Home NouvellesLa mère de Harvey Morrison Sherratt déclare que le rapport alléguant une étiquette erronée des soins palliatifs est un « énorme choc » – The Irish Times

La mère de Harvey Morrison Sherratt déclare que le rapport alléguant une étiquette erronée des soins palliatifs est un « énorme choc » – The Irish Times

by Nicolas Lefèvre

Publié le 24 septembre 2025 18h30. La mort d’Harvey Morrison Sherratt, un garçon de neuf ans décédé après une longue attente pour une opération de la colonne vertébrale, soulève de graves questions sur le fonctionnement des services de santé irlandais, notamment après la révélation qu’il a été retiré par erreur de la liste d’attente.

  • Une divulgation protégée révèle qu’Harvey a été radié de la liste des patients en attente d’une opération chirurgicale car les services de santé pensaient à tort qu’il était en soins palliatifs.
  • La mère d’Harvey dénonce un « choc énorme » et s’interroge sur l’absence de mention de soins palliatifs dans son dossier médical.
  • Une enquête indépendante sur la gestion du cas d’Harvey par le Children’s Health Ireland (CHI) est en cours.
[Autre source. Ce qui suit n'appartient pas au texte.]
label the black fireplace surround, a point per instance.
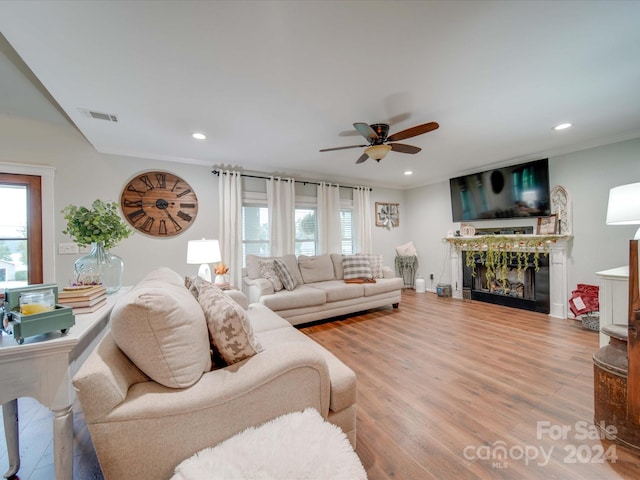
(528, 291)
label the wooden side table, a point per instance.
(42, 368)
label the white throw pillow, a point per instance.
(161, 328)
(268, 270)
(316, 269)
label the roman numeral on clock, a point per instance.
(185, 216)
(132, 203)
(134, 216)
(147, 224)
(176, 225)
(161, 178)
(144, 179)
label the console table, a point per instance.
(42, 368)
(613, 298)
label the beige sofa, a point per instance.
(321, 291)
(141, 428)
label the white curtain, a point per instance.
(362, 220)
(329, 237)
(230, 223)
(281, 200)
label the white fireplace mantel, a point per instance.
(557, 250)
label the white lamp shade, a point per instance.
(624, 205)
(203, 251)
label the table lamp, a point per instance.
(624, 206)
(203, 252)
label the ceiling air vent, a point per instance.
(109, 117)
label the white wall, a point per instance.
(82, 175)
(587, 175)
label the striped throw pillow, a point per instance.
(285, 275)
(356, 266)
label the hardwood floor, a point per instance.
(442, 383)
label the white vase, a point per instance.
(99, 267)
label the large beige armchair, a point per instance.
(141, 428)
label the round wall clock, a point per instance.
(159, 204)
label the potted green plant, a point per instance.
(102, 227)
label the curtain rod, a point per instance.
(218, 173)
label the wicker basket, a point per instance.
(591, 321)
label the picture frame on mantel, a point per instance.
(547, 225)
(387, 215)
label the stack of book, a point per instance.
(84, 298)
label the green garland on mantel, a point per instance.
(498, 252)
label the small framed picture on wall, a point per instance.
(548, 225)
(387, 214)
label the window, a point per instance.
(255, 231)
(306, 231)
(20, 230)
(346, 231)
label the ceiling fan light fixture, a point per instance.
(378, 152)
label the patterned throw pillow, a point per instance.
(285, 275)
(229, 329)
(356, 266)
(268, 271)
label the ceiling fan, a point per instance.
(377, 135)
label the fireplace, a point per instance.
(523, 288)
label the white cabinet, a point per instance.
(613, 298)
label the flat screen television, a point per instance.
(509, 192)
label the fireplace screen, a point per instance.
(525, 288)
(513, 284)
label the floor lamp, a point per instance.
(203, 252)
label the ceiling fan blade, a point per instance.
(363, 158)
(366, 131)
(342, 148)
(413, 131)
(403, 148)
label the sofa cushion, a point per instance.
(304, 296)
(268, 270)
(343, 379)
(336, 258)
(356, 266)
(383, 285)
(316, 269)
(229, 328)
(263, 319)
(290, 261)
(337, 290)
(285, 275)
(160, 326)
(376, 264)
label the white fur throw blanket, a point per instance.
(295, 446)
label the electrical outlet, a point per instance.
(67, 248)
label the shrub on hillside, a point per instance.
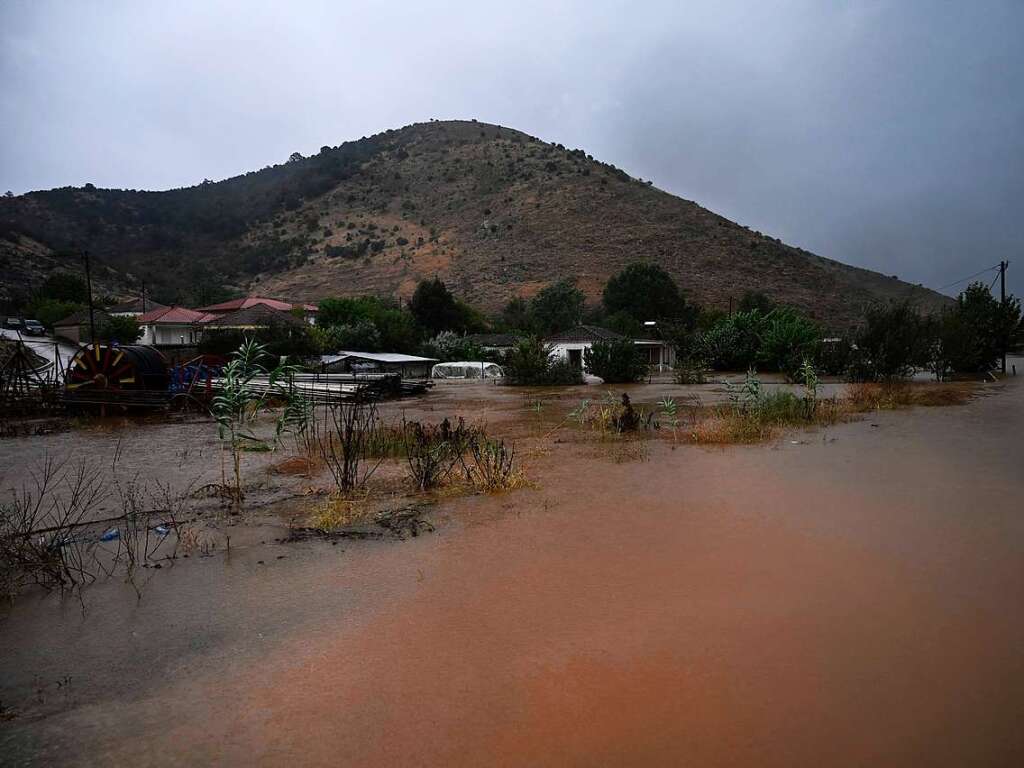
(894, 342)
(787, 338)
(529, 364)
(970, 337)
(733, 342)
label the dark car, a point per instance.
(34, 328)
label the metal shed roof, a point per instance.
(377, 357)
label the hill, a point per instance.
(493, 211)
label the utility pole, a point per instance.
(88, 285)
(1003, 304)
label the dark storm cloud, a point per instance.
(885, 134)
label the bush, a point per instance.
(558, 307)
(360, 336)
(616, 361)
(278, 341)
(120, 329)
(894, 342)
(733, 342)
(448, 346)
(49, 311)
(644, 292)
(529, 364)
(970, 338)
(397, 329)
(787, 338)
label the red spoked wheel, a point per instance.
(101, 367)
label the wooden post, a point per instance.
(88, 285)
(1003, 303)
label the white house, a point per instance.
(134, 307)
(570, 345)
(170, 326)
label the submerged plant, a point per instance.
(242, 393)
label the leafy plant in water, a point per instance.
(670, 414)
(240, 398)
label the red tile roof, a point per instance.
(170, 314)
(250, 301)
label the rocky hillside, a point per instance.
(496, 213)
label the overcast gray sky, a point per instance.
(888, 134)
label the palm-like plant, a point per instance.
(239, 400)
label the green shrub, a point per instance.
(120, 329)
(529, 364)
(616, 361)
(894, 342)
(787, 338)
(733, 342)
(970, 337)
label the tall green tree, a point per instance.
(435, 308)
(557, 307)
(971, 336)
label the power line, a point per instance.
(970, 276)
(992, 284)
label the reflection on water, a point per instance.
(845, 597)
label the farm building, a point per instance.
(493, 342)
(570, 345)
(76, 326)
(410, 366)
(255, 317)
(170, 326)
(308, 310)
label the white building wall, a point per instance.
(169, 334)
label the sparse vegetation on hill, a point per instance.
(495, 213)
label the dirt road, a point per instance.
(842, 597)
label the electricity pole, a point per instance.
(1003, 305)
(88, 285)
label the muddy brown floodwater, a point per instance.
(850, 596)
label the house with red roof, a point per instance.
(308, 310)
(171, 326)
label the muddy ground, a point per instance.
(839, 596)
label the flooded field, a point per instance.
(848, 595)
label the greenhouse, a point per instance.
(467, 370)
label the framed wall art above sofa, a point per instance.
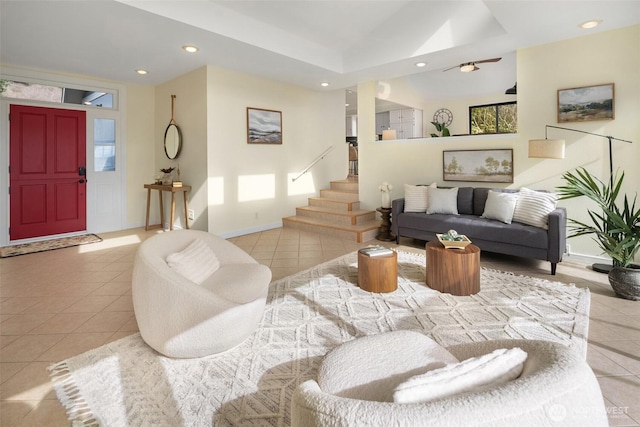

La famille d’Harvey Morrison Sherratt est en quête de réponses après la révélation d’une erreur administrative qui aurait pu compromettre ses chances de recevoir l’opération dont il avait besoin. Selon une divulgation protégée soumise en août au ministre de la Santé, Jennifer Carroll MacNeill, Harvey a été retiré de la liste d’attente pour une intervention chirurgicale de la colonne vertébrale car le Children’s Health Ireland (CHI) croyait, à tort, qu’il était en phase terminale.

Cette information a été un choc pour les parents d’Harvey, Gillian Sherratt et Stephen Morrison. #justiceforharvey, le hashtag lancé par les proches, témoigne de leur détermination à obtenir des réponses.

« Même si Harvey était en soins palliatifs, ce que je peux dire à 100 pour cent, pourquoi cela ne figure-t-il pas dans son dossier médical, pourquoi n’a-t-il pas été lié à une équipe de soins palliatifs, cela n’a aucun sens. Harvey ne prenait même pas d’analgésique sur ordonnance, ce qui, on pourrait le penser, serait la moindre des choses pour un enfant recevant des soins palliatifs. »

Gillian Sherratt, mère d’Harvey

Selon le Sunday Times, un rapport d’un consultant du Great Ormond Street Hospital (Gosh) à Londres avait pourtant indiqué qu’Harvey était apte à subir l’opération pour redresser sa colonne vertébrale. Le CHI affirme ne pas pouvoir commenter publiquement le cas individuel d’Harvey, invoquant les règles de confidentialité.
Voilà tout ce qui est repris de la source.